Progressive Tools

This part of the library is designed for progressive learning.

make_run

It creates multiple models and calculates the accuracy for each one of them, the size of the train data is repeatedly getting bigger till the dedicated size.

Parameters	Datatype	Default Value
model_class	any AI model class
X_train	multidimensional array
y_train	1D array
X_test	multidimensional array
y_test	1D array
init_per	integer	1
limit_per	integer	100
increment	integer or float	1
metrics	list	None
average	string	weighted
params	dict	None

Note

init_per must be less than limit_per.

These are the valid keywords for metrics:

algo_type	metrics keyword	sklearn function
clf	acc	accuracy_score
clf	f1	f1_score
clf	hamming	hamming_loss
clf	jaccard	jaccard_score
clf	log	log_loss
clf	mcc	matthews_corrcoef
clf	precision	precision_score
clf	recall	recall_score
clf	zol	zero_one_loss
reg	var	explained_variance_score
reg	max	max_error
reg	var	explained_variance_score
reg	abs	mean_absolute_error
reg	sq	mean_squared_error
reg	rsq	root_mean_squared_error
reg	log	mean_squared_log_error
reg	rlog	root_mean_squared_log_error
reg	medabs	median_absolute_error
reg	poisson	mean_poisson_deviance
reg	gamma	mean_gamma_deviance
reg	per	mean_absolute_percentage_error
reg	d2abs	d2_absolute_error_score
reg	d2pin	d2_pinball_score
reg	d2twe	d2_tweedie_score

Attention

average value must be valid for sklearn’s metrics functions.

Note

params is for the model, model does not have to be created in default settings, it can be manipulated.

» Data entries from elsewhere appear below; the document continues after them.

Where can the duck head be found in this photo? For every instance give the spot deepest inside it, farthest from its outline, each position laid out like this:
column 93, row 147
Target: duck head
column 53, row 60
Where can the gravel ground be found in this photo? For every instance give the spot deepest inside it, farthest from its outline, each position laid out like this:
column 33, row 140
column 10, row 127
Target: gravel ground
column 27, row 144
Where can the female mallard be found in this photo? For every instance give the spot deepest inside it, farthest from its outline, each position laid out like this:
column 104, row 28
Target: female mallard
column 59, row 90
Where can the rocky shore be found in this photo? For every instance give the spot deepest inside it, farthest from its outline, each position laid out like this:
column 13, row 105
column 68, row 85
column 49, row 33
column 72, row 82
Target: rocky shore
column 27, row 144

Priority (in return)	Returns	Datatype	Condition
1	percentage_log	list	always
2	metrics_log	list	always

get_best_model

It calculates the optimum dataset size for the model.

Parameters	Datatype	Default Value
percentage_log	list
metrics_log	list
requested_metrics	string

Priority (in return)	Returns	Datatype	Condition
1	best_percentage	integer or float	always
2	best_score	float	always

path_chain

Sometimes, train data can be kept in different files with different sizes. It is preferred when the data is too big to store in RAM. That function is designed for these situations.

Parameters	Datatype	Default Value
paths	list
model_class	any AI model class
X_test	multidimensional array
y_test	1D array
output_column	string
metrics	list	None
average	string	weighted
params	dict	None

These are the valid keywords for metrics:

algo_type	metrics keyword	sklearn function
clf	acc	accuracy_score
clf	f1	f1_score
clf	hamming	hamming_loss
clf	jaccard	jaccard_score
clf	log	log_loss
clf	mcc	matthews_corrcoef
clf	precision	precision_score
clf	recall	recall_score
clf	zol	zero_one_loss
reg	var	explained_variance_score
reg	max	max_error
reg	var	explained_variance_score
reg	abs	mean_absolute_error
reg	sq	mean_squared_error
reg	rsq	root_mean_squared_error
reg	log	mean_squared_log_error
reg	rlog	root_mean_squared_log_error
reg	medabs	median_absolute_error
reg	poisson	mean_poisson_deviance
reg	gamma	mean_gamma_deviance
reg	per	mean_absolute_percentage_error
reg	d2abs	d2_absolute_error_score
reg	d2pin	d2_pinball_score
reg	d2twe	d2_tweedie_score

Attention

average value must be valid for sklearn’s metrics functions.

Note

params is for the model, model does not have to be created in default settings, it can be manipulated.

Priority (in return)	Returns	Datatype	Condition
1	metrics_log	dict	always